Crawley started fifth and finished 20th in the 25-lap main event after experiencing fueling issues, but for a 16-year-old who hasn’t been racing a 410 sprint car very long, the result was commendable.
“I’m kind of just taking it one week at a time,” Crawley said as he looked ahead at the 85-race season. “Pretty much 90 percent of the schedule I’ve never been to, so new tracks and just trying to get laps in the 410 are probably gonna be my biggest things this year.”
Driving Jason Sides’ No. 7s sprint car, Crawley appeared to have the “World’s Fastest Half-Mile” figured out when he finished second to Gio Scelzi in the opening heat race.
When looking at the big picture, the jump up to the World of Outlaws was a major leap for Crawley, who first stepped into a 410 sprint car last November with the POWRi 410 Wing Outlaw Sprint League.
So far, a few of the biggest wins in his career include a local West Memphis, Ark., tribute race — the Greg Hodnett Memorial — and a USCS victory at Mississippi’s Magnolia Motor Speedway. Both triumphs occurred last year.
To move from that level, up to one of the leading nationals sprint car tours in the country may seem a little rushed, but Crawley simply couldn’t say no.
“Everything just kind of fell into place with Robbie (Price) getting out of the car and then Jason (Sides) having the opening,” Crawley said. “We had some sponsors step in line, so everything just kind of fell into my lap. It’s really a once-in-a-lifetime opportunity, so I didn’t want to let it go.”
When he was “a kid,” the Arkansas native had no intention of racing.
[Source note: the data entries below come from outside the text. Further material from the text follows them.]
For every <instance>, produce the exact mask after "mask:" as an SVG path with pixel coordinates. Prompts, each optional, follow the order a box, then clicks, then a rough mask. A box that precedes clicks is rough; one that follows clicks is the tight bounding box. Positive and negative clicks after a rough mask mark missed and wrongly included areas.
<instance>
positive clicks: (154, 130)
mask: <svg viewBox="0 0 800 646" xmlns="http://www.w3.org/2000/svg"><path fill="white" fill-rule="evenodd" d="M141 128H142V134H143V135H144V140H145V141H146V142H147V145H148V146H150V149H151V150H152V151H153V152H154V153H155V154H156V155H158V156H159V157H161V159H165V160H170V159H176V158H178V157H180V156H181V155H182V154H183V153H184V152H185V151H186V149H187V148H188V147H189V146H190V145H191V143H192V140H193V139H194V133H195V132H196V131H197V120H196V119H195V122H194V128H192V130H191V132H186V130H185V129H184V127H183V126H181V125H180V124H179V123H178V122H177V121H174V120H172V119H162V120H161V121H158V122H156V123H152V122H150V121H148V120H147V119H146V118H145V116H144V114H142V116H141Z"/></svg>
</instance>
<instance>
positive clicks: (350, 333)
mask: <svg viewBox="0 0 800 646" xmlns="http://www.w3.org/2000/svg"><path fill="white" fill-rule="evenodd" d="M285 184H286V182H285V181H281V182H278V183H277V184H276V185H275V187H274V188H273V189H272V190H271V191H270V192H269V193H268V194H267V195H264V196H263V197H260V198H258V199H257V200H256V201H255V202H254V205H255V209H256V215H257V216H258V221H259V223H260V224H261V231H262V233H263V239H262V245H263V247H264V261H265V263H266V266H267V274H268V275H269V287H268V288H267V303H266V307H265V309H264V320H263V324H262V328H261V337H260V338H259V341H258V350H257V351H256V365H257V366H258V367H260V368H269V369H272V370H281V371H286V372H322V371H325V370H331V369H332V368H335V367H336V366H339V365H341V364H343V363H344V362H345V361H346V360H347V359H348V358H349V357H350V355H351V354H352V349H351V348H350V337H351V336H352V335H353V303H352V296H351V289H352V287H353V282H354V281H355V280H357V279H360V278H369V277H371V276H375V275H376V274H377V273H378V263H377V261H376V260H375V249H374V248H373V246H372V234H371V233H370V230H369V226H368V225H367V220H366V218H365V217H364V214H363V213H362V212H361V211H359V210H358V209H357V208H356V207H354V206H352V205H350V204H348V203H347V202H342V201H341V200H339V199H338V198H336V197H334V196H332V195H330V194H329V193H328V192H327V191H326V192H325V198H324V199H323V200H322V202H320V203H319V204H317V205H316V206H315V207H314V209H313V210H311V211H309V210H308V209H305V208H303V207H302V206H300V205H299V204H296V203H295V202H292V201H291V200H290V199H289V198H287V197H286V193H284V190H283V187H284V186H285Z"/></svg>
He’d been around sprint car racing his whole life with his dad, three-time ASCS national champion Tim Crawley, but the younger Crawley wanted nothing to do with it for the most part.
“One day, out of the blue, we had a go-kart hanging on the wall and I guess I just kind of fell in love with it a little bit,” Crawley described with a shrug.
Once he got his feet wet as a driver, he was hooked.
“When I got into full-sized sprint cars, kind of from that point on, that’s all I really wanted to do,” Crawley explained. As for World of Outlaws racing, he added. “It’s cool to get to do something different and something a bit more professional.”
Though his Wednesday night debut had its ebbs and flows, Crawley seems to be off to a good start to his World of Outlaws career. He plans to carry some of dad’s advice through the rest of his rookie campaign.
“Stay outta my own head,” Crawley said. “I mean, it’s gonna be tough. I’m racing with the best in the country, so as long as I stay positive with everything and keep my head up, it should be alright.”